Mitigating AI bias is an ongoing practice
In addition to the recommendations above, the U.S. National Institute of Standards and Technology (NIST) recommends that data scientists and other AI professionals look beyond machine learning processes and training data for potential sources of AI bias.
This wider scope should include broader societal context, which shapes and influences how the technology is conceived and developed. According to Reva Schwartz, a principal investigator of AI bias at NIST:
“Context is everything. AI systems do not operate in isolation. They help people make decisions that directly affect other people’s lives.
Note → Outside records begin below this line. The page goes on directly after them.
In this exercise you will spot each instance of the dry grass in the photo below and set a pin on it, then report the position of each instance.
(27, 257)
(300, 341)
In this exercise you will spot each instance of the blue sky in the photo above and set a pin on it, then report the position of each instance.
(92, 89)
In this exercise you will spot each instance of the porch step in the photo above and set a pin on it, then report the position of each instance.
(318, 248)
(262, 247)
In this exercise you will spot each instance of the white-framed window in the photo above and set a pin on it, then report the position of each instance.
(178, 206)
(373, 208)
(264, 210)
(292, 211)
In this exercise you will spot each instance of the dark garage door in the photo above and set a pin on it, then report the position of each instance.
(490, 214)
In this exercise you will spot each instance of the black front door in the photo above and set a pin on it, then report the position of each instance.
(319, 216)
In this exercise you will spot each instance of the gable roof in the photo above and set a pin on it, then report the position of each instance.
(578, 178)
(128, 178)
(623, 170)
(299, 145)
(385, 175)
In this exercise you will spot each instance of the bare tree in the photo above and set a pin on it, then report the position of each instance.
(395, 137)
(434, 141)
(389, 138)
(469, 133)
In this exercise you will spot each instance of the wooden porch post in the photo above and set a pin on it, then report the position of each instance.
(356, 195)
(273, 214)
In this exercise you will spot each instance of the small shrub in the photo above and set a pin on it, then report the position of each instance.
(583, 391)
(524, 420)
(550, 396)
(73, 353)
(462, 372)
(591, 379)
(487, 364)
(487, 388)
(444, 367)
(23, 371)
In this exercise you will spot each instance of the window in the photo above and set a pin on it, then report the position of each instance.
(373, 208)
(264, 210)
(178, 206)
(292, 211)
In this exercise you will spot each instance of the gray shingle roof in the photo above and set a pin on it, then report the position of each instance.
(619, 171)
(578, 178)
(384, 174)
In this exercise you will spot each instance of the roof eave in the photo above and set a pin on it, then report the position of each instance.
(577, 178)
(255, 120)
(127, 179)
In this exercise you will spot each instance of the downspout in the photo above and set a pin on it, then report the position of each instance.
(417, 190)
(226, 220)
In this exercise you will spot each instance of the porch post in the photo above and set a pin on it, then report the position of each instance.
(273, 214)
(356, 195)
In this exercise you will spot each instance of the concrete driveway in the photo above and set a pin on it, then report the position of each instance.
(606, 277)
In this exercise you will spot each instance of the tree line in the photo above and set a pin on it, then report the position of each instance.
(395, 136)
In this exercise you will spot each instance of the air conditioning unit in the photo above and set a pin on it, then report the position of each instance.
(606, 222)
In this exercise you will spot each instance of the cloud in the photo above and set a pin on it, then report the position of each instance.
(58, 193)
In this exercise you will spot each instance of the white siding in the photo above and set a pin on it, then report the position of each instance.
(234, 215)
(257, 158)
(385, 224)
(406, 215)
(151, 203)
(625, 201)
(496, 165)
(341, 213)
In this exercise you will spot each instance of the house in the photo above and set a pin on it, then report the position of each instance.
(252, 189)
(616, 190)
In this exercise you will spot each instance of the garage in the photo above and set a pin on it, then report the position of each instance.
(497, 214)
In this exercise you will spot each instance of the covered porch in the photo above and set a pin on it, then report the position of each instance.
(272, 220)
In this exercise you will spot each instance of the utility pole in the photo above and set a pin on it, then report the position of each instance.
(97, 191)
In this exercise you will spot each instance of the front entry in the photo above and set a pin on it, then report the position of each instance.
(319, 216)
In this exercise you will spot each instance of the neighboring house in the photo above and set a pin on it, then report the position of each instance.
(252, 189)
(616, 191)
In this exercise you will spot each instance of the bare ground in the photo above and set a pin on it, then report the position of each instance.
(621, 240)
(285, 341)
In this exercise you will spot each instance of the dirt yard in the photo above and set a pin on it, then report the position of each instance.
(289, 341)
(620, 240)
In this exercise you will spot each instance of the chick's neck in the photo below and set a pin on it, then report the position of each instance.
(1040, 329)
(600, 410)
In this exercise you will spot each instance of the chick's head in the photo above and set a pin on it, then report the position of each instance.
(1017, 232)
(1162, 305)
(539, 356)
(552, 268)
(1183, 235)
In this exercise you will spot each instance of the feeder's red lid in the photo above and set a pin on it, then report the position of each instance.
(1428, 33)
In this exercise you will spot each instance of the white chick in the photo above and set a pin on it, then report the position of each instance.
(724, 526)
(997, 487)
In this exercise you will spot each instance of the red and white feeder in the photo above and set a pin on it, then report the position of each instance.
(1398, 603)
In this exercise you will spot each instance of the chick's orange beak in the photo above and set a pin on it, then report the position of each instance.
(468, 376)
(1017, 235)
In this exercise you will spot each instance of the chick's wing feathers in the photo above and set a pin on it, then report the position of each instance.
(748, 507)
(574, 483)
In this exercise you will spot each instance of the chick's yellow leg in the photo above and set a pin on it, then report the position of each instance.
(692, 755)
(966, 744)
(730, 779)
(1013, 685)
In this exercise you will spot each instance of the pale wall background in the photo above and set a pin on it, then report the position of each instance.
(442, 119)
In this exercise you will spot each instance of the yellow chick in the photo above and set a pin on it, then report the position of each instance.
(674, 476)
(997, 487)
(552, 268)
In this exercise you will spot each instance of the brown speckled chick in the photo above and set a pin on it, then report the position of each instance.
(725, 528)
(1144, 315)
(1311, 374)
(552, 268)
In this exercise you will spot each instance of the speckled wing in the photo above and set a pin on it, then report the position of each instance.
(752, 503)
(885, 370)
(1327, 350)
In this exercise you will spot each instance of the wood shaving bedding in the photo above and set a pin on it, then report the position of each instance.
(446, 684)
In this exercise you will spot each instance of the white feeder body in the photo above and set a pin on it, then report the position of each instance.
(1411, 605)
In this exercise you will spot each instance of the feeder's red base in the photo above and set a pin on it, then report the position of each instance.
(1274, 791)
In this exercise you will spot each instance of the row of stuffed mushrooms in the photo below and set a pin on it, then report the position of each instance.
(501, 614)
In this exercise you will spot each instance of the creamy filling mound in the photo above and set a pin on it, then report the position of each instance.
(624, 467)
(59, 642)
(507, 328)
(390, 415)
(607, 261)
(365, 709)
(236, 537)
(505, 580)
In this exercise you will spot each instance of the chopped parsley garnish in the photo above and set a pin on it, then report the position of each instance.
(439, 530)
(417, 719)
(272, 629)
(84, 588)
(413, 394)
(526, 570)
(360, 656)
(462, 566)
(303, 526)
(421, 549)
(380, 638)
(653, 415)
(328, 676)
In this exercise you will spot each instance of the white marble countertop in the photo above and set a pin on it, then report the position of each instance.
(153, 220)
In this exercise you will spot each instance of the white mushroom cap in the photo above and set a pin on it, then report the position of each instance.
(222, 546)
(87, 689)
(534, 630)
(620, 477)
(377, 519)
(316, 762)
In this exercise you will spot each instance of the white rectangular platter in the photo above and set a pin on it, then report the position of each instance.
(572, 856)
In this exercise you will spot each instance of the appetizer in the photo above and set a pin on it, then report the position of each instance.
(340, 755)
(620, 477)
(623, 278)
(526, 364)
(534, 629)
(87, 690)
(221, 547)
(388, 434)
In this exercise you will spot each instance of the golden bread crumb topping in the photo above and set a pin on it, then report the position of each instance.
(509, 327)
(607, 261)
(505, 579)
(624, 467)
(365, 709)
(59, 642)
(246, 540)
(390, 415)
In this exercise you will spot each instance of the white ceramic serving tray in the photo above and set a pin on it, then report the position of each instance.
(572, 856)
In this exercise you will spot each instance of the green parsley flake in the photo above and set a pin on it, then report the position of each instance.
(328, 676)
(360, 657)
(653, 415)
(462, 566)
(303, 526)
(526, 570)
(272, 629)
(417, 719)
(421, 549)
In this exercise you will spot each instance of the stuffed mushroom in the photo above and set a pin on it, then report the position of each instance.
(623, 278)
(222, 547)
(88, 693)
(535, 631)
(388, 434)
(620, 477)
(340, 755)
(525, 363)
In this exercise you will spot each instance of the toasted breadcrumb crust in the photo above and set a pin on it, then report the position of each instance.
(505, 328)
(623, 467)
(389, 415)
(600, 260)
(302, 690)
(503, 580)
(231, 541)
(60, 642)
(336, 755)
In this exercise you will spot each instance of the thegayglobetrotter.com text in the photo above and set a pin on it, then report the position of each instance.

If we are to develop trustworthy AI systems, we need to consider all the factors that can chip away at the public’s trust in AI. Many of these factors go beyond the technology itself to the impacts of the technology, and the comments we received from a wide range of people and organizations emphasized this point.”
It is also important for organizations — both those that build AI systems, and those that deploy it — to see the general public as an ally in the fight against AI bias, similar to how cybersecurity professionals actively encourage and enable users to spot and report vulnerabilities (through “big bounty” and other programs).
For example, one AI expert urges organizations to create a grievance process that lets individuals, who believe they or others have been harmed by AI bias (or could be harmed) by its decision-making, to escalate their concerns about inequities in an organized, efficient, and solution-focused way.
Since all parties have the same objectives — accuracy, appropriateness, and fairness — the engagement and dialogue should be collaborative, rather than adversarial.
The final word
There are many positive — and in some cases profound — use cases for AI. For example, AI is driving breakthroughs in medical research and healthcare, establishing access to education for millions of people in developing nations, and helping combat climate change. However, AI is not a perfected panacea.
Like many other technologies, it is developing and evolving in ways that we can anticipate, and probably in other ways that we cannot. Working earnestly at all levels to identify, reduce, and ideally prevent potential biases is a critically important way to help ensure that the ongoing story of AI is characterized by solutions instead of setbacks.